Le langage, telle est la grande affaire pour Ludwig Wittgenstein. C’est ce que montre déjà le Tractatus logico-philosophicus (1921), premier et seul ouvrage publié du vivant de l’auteur. Le livre est étonnant, écrit à coup de propositions lapidaires et de formules logiques. Ambitieux, le philosophe autrichien entreprend de tracer les frontières de ce que l’on peut penser en traçant les frontières de ce que l’on peut dire. Il n’y a pas de propositions philosophiques, celles qui se disent telles sont en réalité des pseudo-propositions. Car, écrit Wittgenstein, « le but de la philosophie est la clarification logique des pensées. La philosophie n’est pas une théorie, mais une activité » (Tractatus).
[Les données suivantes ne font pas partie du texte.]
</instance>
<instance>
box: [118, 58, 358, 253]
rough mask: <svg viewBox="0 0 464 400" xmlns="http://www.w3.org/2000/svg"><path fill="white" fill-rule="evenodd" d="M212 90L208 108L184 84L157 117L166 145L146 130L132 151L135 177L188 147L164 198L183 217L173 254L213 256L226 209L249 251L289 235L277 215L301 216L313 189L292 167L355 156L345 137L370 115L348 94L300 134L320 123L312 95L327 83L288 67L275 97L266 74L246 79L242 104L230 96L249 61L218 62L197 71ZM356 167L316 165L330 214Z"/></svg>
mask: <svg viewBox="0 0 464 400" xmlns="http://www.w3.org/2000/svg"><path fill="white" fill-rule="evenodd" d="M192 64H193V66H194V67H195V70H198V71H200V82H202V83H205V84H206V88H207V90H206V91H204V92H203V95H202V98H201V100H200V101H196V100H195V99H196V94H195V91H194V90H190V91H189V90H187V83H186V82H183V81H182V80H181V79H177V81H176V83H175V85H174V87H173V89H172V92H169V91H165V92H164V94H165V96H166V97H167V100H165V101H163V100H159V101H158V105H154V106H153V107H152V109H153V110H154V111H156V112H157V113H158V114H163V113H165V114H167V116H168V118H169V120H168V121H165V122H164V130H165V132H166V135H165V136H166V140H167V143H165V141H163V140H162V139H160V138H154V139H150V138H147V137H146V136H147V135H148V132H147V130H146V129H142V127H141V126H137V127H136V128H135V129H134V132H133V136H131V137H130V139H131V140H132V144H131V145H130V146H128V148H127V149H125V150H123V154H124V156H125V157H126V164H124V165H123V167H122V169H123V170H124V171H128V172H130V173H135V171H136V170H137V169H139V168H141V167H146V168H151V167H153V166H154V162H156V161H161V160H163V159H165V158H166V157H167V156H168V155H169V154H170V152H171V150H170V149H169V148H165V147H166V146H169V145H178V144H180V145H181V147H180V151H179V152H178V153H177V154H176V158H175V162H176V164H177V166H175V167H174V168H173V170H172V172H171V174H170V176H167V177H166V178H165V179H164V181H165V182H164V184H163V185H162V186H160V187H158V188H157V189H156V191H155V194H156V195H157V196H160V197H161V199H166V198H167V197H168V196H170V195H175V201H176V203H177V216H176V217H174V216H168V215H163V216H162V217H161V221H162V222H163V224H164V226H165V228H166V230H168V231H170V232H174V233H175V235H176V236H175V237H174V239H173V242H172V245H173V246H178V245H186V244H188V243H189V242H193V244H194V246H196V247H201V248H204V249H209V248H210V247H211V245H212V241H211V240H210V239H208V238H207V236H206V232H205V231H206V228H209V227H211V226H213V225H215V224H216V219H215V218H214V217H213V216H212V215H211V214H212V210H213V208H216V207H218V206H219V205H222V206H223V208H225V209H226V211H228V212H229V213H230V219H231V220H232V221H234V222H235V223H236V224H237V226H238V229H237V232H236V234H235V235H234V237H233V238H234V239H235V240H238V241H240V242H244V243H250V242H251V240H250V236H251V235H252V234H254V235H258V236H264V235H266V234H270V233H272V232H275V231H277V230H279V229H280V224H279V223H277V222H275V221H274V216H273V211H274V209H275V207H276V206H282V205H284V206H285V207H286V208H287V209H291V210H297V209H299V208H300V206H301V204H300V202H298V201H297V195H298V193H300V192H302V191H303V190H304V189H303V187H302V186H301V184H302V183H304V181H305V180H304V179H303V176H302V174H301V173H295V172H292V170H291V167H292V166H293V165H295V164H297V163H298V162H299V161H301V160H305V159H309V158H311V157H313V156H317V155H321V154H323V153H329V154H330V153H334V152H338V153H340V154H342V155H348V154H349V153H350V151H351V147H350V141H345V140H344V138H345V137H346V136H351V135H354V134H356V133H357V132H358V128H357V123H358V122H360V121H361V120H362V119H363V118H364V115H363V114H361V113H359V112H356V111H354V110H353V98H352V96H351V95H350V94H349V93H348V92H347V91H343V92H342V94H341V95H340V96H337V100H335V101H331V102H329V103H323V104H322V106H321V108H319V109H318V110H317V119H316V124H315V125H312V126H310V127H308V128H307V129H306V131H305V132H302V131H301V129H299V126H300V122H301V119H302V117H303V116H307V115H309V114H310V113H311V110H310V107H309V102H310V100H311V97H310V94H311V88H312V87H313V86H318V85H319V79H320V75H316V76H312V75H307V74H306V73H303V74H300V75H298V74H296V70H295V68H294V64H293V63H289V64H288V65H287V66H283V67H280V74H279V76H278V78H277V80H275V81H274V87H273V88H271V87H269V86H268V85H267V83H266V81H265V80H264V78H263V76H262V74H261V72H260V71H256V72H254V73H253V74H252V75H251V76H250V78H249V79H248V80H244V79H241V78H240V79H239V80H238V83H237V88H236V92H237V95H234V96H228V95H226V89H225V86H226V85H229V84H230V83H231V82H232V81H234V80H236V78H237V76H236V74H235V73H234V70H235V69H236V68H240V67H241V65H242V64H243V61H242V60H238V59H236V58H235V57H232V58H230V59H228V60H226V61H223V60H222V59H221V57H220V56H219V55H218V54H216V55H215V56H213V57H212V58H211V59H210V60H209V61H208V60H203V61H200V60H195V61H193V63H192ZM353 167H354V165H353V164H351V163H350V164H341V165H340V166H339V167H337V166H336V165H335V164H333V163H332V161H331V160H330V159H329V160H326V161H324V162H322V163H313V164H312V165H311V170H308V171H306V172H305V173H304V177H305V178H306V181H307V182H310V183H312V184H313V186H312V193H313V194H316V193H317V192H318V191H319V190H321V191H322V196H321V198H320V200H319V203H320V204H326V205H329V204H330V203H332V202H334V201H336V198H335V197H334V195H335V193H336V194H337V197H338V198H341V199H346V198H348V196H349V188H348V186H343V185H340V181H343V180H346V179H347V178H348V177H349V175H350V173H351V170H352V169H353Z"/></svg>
Dans le Tractatus, le langage est pensé comme image de la réalité. Sur ce mode, tout nom (simple) renvoie directement à un objet (simple), une proposition élémentaire à un état de choses et une proposition complexe à un fait. La vérité ou (la fausseté) d’une proposition dépend de la vérité (ou de la fausseté) des propositions élémentaires qui la constituent. Toute proposition dotée de sens ne peut donc être que factuelle. Les propositions de la logique sont elles-mêmes du coup vides de sens. Et Wittgenstein place aussi hors du dicible l’éthique, l’esthétique, et les tentatives d’explication du monde et de son sens : n’étant pas factuelles, elles sont dépourvues de sens, elles ne peuvent que « montrer ».
Le sens dépend de l’usage
Une fois publié le Tractatus, Wittgenstein donne congé à la philosophie. En Autriche, il devient tour à tour instituteur, jardinier, architecte… avant d’être repris par ses vieux démons et de revenir à Cambridge. Il donne alors une nouvelle inflexion à sa pensée. Il abandonne l’analyse logique du langage au profit d’une approche plus descriptive de ce qu’il appelle les « jeux de langage », fictifs ou réels, comme rapporter un événement, deviner des énigmes, traduire d’une langue dans une autre, raconter une plaisanterie (voir ainsi une liste d’exemples donnée dans les Investigations philosophiques). La signification d’un mot n’est pas à chercher dans un objet qu’il représenterait et que l’on pourrait pointer du doigt, elle est déterminée par les règles de son usage. Le langage est, comme tout jeu, guidé par des règles qui déterminent ce qui fait sens ou non et il s’inscrit dans nos pratiques. Pas de théorie générale du langage, de la société ou de l’esprit humain, mais bien plutôt des remarques sur l’usage ordinaire ou possible de tel ou tel mot (par exemple « savoir », « comprendre », etc.) ou des expériences de pensée dans lesquelles les règles du jeu de langage seraient différentes.